Performance Comparison of the Medtronic Sof-Sensor and Enlite Glucose Sensors in Inpatient Studies of Individuals with Type 1 Diabetes

Peter Calhoun 1,, John Lum 1, Roy W Beck 1, Craig Kollman 1
PMCID: PMC3757531  PMID: 23725474

Abstract

Objective

Knowledge of the accuracy of continuous glucose monitoring (CGM) devices is important for its use as a management tool for individuals with diabetes and for its use to assess outcomes in clinical studies. Using data from several inpatient studies, we compared the accuracy of two sensors, the Medtronic Enlite™ using MiniMed Paradigm® Veo™ calibration and the Sof-Sensor® glucose sensor using Guardian® REAL-Time CGM calibration (all from Medtronic Diabetes, Northridge, CA).

Subjects and Methods

Nocturnal data were analyzed from eight inpatient studies in which both CGM and reference glucose measurements were available. The analyses included 1,666 CGM–reference paired glucose values for the Enlite in 54 participants over 69 nights and 3,627 paired values for the Sof-Sensor in 66 participants over 91 nights.

Results

The Enlite sensor tended to report glucose levels lower than the reference over the entire range of glucose values, whereas the Sof-Sensor values tended to be higher than reference values in the hypoglycemic range and lower than reference values in the hyperglycemic range. The overall median sensor–reference difference was −15 mg/dL for the Enlite and −1 mg/dL for the Sof-Sensor (P<0.001). The median relative absolute difference was 15% for the Enlite versus 12% for the Sof-Sensor (P=0.06); 66% of Enlite values and 73% of Sof-Sensor values met International Organization for Standardization criteria.

Conclusions

We found that the Enlite tended to be biased low over the entire glucose range, whereas the Sof-Sensor showed the more typical sensor pattern of being biased high in the hypoglycemic range and biased low in the hyperglycemic range.

Introduction

Continuous glucose monitoring (CGM) devices have been shown to improve management for individuals with diabetes13 and can be an effective tool for the assessment of outcomes in clinical studies.4 CGM accuracy is a critical factor in the development of a commercially viable artificial pancreas device system.

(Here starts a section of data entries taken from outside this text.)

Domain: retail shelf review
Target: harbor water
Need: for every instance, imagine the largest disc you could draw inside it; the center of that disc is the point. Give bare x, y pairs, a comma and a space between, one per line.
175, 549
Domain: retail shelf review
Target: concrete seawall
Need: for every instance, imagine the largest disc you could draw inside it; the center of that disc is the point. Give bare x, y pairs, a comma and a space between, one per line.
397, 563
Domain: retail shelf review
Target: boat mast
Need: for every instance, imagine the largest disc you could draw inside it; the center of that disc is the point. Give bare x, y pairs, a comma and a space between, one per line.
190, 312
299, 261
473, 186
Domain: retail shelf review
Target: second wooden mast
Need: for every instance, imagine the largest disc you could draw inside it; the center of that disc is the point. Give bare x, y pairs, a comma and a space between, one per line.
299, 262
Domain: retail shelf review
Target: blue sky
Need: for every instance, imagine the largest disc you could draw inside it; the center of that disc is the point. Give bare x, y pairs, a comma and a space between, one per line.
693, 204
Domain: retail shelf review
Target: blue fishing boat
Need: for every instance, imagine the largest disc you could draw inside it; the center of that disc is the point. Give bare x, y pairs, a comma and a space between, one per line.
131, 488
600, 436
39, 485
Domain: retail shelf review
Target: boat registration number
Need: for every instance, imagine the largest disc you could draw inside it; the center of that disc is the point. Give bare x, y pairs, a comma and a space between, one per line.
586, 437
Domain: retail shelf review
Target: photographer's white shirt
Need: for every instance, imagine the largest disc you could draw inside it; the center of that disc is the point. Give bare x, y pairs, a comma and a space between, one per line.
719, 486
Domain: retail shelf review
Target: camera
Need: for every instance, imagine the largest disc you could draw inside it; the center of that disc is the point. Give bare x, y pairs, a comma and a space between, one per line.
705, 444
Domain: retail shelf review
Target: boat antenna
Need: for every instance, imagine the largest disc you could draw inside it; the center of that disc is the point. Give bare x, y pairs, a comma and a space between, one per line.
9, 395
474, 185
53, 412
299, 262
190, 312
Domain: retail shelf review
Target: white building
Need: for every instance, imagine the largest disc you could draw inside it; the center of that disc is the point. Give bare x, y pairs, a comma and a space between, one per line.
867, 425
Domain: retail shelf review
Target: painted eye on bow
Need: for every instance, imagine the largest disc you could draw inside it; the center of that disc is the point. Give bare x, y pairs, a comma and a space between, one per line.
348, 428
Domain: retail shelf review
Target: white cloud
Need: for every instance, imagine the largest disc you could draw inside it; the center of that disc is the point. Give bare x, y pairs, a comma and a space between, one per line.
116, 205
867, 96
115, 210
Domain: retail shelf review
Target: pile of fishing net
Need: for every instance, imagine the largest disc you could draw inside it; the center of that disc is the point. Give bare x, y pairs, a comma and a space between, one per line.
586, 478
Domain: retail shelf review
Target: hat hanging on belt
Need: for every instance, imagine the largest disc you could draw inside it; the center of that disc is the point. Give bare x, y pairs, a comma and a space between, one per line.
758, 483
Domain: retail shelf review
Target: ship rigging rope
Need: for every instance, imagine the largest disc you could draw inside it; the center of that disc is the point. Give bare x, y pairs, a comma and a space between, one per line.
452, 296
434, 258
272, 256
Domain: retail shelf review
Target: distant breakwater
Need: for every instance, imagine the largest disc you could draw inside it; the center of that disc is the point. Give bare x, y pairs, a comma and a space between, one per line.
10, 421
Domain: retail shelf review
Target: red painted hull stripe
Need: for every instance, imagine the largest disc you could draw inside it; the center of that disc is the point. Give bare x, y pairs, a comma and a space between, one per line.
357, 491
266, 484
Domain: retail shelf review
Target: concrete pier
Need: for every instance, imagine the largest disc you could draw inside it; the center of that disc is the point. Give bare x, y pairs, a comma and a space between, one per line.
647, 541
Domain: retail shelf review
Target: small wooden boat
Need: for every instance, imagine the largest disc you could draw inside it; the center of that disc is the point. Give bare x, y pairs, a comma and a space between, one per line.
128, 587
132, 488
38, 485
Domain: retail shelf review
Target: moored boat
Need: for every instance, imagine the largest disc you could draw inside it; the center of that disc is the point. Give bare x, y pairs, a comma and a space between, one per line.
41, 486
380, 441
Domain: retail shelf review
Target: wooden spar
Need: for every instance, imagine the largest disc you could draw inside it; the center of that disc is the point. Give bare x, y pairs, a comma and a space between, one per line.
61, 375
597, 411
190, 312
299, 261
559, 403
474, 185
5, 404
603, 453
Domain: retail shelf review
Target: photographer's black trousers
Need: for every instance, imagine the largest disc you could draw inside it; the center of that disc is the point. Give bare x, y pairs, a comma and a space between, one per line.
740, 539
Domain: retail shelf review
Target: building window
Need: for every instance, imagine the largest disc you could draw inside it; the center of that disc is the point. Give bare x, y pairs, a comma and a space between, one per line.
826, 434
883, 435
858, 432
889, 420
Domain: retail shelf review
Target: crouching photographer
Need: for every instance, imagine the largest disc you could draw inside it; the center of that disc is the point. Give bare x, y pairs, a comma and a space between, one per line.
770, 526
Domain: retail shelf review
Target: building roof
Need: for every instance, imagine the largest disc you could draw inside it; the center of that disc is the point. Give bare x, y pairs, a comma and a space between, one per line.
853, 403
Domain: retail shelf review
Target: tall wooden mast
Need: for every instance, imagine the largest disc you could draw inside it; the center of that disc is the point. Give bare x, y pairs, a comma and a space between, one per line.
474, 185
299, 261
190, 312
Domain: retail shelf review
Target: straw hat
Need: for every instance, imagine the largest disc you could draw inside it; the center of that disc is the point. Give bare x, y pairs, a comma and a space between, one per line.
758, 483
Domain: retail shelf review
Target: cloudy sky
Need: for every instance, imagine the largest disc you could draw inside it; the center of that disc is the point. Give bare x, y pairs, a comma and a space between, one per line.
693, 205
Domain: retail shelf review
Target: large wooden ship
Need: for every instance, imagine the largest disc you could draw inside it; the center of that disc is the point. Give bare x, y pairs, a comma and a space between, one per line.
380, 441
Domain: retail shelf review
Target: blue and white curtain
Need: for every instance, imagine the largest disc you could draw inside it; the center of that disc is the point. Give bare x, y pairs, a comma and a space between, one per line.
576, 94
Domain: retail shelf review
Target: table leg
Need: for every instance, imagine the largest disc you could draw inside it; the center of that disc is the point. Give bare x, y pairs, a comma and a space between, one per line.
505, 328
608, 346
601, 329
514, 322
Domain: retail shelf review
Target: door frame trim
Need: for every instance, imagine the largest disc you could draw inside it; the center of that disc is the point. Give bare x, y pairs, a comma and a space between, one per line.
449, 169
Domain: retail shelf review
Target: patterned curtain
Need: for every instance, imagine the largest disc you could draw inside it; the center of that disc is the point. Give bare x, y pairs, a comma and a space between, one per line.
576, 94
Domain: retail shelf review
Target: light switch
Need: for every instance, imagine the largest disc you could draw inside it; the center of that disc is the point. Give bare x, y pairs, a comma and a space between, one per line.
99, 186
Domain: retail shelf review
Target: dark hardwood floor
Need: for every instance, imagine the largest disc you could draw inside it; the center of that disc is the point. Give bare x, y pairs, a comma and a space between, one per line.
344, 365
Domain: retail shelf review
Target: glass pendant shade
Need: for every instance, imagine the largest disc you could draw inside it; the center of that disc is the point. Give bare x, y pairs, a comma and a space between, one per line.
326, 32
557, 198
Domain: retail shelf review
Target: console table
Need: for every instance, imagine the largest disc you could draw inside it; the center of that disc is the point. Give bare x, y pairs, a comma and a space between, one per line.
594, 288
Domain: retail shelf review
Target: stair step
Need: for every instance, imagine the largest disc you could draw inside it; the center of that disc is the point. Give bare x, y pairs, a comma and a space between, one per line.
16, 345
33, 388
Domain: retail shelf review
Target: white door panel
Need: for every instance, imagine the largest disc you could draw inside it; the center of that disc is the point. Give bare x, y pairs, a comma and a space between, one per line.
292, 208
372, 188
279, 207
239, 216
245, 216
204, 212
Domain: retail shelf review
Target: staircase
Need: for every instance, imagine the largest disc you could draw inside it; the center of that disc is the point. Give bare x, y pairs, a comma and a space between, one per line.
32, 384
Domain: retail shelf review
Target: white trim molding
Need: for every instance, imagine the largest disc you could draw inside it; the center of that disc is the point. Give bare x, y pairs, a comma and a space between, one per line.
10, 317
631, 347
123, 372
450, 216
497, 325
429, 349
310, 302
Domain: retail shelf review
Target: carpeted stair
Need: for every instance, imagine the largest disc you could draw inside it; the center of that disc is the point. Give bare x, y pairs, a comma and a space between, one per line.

The Medtronic Enlite™ subcutaneous glucose sensor (referred to as “Enlite”) has a smaller needle and is easier to insert than the Sof-Sensor® sensor (referred to as “Sof-Sensor”) (both from Medtronic Diabetes, Northridge, CA). The MiniMed Paradigm® Veo™ (referred to as “Veo”) calibration algorithm used with the Enlite sensor was designed to be more accurate than the previous Sof-Sensor and Guardian® REAL-Time (referred to as “Guardian”) calibration algorithm (both from Medtronic Diabetes), particularly in the hypoglycemic and near-hypoglycemic range.5 The Enlite and Veo are currently available in Europe and are awaiting approval in the United States. Differences in accuracy are important factors for clinicians and patients to consider when transitioning to the new devices. Using data from eight inpatient studies, we compared the accuracy of the two Medtronic sensors.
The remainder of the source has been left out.